Криворожское знамя | страница 16
— Ишь ты какой горячий! — возразил Рюдигер. Он взглянул на Брозовского.
— Готовых рецептов не бывает, — сказал Брозовский. — Но действовать надо умно. Сегодня так, а завтра иначе. В зависимости от обстановки. — Теплая ласковая улыбка появилась на его лице. — И, главное, не сдаваться, привлекать к делу лучших. Это, конечно, трудно, но полезнее длинных речей. Мы, пожалуй, могли бы немного поднажать. Если будем чересчур осторожничать, далеко не уедем. Лучше всего и продавать и раздавать. В шахте будем продавать, сперва побеседовав с каждым. А остаток — раздавать у ворот всем желающим. Одно другому не помешает. Наша ячейка достаточно сильна. Ну, а по столу мы трахнем потом. Согласен, Генрих? Уверен, письмо сделает свое дело…

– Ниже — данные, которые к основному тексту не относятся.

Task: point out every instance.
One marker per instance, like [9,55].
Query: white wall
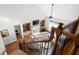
[66,11]
[2,47]
[7,24]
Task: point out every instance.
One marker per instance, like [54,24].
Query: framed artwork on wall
[4,33]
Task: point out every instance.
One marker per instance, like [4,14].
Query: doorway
[18,32]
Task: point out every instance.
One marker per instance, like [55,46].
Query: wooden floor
[15,46]
[12,47]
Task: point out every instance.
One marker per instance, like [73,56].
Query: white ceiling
[24,12]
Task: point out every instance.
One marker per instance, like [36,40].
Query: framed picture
[4,33]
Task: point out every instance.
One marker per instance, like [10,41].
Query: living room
[20,21]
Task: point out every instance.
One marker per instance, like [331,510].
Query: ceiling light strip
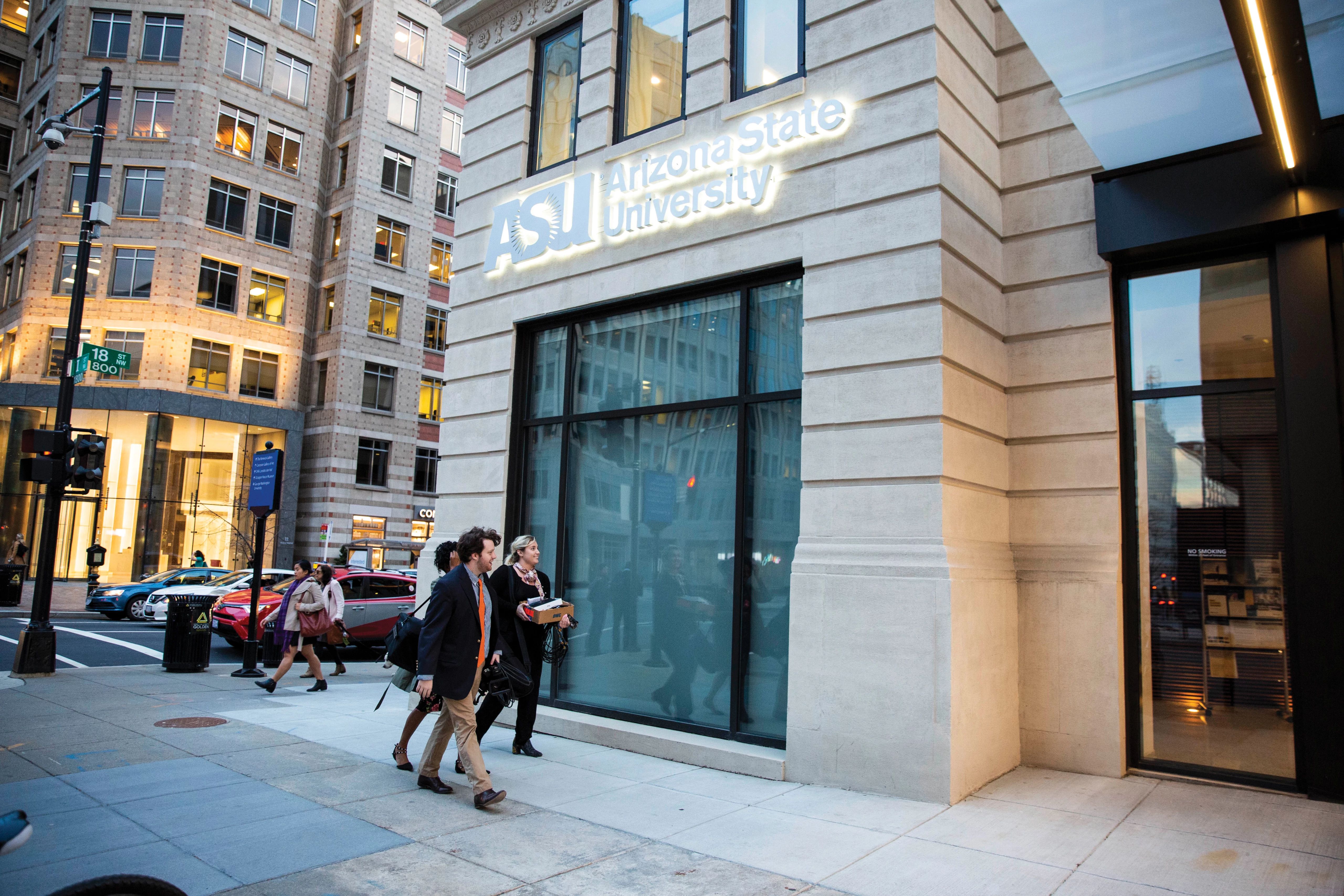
[1276,101]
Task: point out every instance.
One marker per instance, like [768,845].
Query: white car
[158,606]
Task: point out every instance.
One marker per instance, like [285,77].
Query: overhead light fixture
[1272,93]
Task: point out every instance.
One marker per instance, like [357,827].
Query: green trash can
[187,635]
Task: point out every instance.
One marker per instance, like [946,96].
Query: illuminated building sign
[657,191]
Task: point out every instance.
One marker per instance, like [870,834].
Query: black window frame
[371,463]
[538,73]
[737,57]
[622,57]
[742,400]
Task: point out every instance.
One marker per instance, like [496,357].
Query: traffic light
[52,448]
[88,473]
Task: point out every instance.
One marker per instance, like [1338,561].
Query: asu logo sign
[659,190]
[550,219]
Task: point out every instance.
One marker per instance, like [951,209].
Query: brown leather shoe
[489,799]
[435,784]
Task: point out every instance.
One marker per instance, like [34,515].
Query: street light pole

Пауль Дитрих сиял. Тут же принялся подробно рассказывать, как представляет себе продажу газеты. Даже в клети он все еще крепко держал одной рукой Брозовского, другой Рюдигера и говорил без умолку.

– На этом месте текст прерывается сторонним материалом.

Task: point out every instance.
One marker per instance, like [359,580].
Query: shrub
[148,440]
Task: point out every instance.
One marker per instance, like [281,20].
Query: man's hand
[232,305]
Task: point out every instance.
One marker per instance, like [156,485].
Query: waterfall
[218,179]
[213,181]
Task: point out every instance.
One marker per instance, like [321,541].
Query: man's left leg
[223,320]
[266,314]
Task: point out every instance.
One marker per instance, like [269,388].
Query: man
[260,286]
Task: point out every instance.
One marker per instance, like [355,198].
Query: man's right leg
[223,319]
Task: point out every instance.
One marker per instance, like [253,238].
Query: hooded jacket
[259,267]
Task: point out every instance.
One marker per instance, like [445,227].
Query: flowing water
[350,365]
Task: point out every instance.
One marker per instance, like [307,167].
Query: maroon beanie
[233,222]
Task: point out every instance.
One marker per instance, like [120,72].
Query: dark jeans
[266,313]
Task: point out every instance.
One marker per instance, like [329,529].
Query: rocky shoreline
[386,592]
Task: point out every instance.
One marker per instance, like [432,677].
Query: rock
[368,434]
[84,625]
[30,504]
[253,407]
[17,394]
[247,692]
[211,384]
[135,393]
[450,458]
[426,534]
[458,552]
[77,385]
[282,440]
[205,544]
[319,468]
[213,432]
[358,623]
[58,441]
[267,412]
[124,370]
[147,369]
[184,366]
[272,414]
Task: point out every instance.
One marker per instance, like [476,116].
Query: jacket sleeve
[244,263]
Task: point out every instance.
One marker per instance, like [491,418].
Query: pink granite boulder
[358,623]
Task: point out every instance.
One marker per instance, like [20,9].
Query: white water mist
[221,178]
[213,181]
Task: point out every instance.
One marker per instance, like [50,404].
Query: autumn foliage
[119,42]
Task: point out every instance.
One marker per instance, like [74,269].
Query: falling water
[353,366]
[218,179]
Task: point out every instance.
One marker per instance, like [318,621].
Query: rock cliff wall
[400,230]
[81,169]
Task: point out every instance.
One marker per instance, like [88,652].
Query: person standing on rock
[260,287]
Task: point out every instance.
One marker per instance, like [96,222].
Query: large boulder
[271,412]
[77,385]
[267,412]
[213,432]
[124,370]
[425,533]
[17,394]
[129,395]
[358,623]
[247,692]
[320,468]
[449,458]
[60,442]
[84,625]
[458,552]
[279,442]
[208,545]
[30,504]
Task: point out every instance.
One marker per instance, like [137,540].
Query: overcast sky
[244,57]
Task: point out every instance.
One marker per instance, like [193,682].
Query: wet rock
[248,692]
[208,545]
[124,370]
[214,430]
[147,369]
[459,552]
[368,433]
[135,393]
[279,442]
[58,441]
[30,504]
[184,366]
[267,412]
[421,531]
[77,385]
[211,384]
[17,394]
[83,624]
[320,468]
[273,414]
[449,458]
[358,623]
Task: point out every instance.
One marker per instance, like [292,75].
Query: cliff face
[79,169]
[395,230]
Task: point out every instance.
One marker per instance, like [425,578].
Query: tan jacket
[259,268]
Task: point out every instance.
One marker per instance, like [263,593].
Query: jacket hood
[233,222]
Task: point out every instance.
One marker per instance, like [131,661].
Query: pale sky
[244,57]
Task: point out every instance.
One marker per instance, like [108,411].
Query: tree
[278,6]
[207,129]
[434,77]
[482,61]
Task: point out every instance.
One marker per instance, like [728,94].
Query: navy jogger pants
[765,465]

По всему стволу шахты раздавался трубный глас Юле Гаммера:
— В следующий раз я уж не забуду посчитать и этого парня!..
ГЛАВА ТРЕТЬЯ
Гетштедтская улица карабкается в гору, почти такую же крутую, как отвалы мансфельдских шахт, чьи высокие пирамиды широким полукругом опоясали город. Она начинается в центре города — внизу, у рыночной площади. А рыночная площадь в Гербштедте такая, что ее и площадью-то не назовешь: это просто небольшая, причудливой формы площадка у подножья горы. Вокруг нее теснятся, лепятся, лезут друг на друга домишки. А улица, минуя серую, ветхую, как бы нахохлившуюся ратушу, извиваясь и виляя в лабиринте домов, взбирается вверх. Кажется, будто она пытается крадучись выбраться из города. Ее горбатая шлаковая мостовая сверкает, словно серое полированное стекло, а после дождя отливает светло-голубым. Об этой улице еще много раз пойдет речь.

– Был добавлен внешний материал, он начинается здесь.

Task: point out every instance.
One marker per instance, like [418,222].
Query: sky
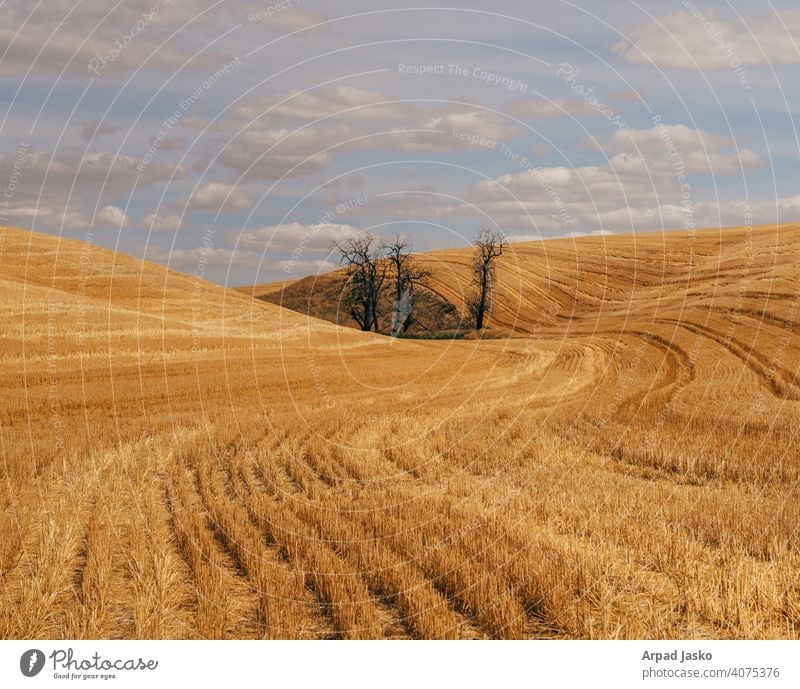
[237,140]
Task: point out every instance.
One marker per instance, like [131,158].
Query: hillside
[182,460]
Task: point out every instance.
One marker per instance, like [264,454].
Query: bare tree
[407,274]
[489,244]
[366,274]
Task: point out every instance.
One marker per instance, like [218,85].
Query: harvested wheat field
[620,460]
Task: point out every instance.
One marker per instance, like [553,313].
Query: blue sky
[237,139]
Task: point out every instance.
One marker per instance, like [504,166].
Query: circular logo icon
[31,662]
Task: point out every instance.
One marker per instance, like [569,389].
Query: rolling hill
[182,460]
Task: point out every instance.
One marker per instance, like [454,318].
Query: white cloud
[294,235]
[682,40]
[161,223]
[63,34]
[668,148]
[216,196]
[190,260]
[113,215]
[96,129]
[549,109]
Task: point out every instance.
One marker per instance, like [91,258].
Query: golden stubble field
[184,461]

С этой улицей горняки маются уже несколько столетий. Тяжело отдуваясь, тащат они ручные тележки вверх по крутому склону на свои огородные участки. Справа и слева притулились низкие домики. Сотни лет гнетет их ненавистная гора. Кажется, будто она пытается силой оттеснить домишки на середину улицы, чтобы они не мешали ей свободно дышать. Все они похожи друг на друга и выглядят, как пряничные палатки на ярмарке. Каждый год перед троицей хозяева красят их заново, одни — в светло-зеленый, другие — в бледно-голубой цвет поредевшего облака, многие — в белый, с кремовым оттенком. Напоследок в ведре разводят сажу, и свежепокрашенный цоколь отливает черным бархатом. Глиняные заплаты закрашиваются, и улица во всеоружии готова встретить весну. Упрямо, слегка наклонившись вперед, дома с новой силой упираются в гору и безжалостно теснят узенький тротуар, с трудом пробирающийся под окнами, будто хотят на нем выместить все обиды, которые причинила им гора.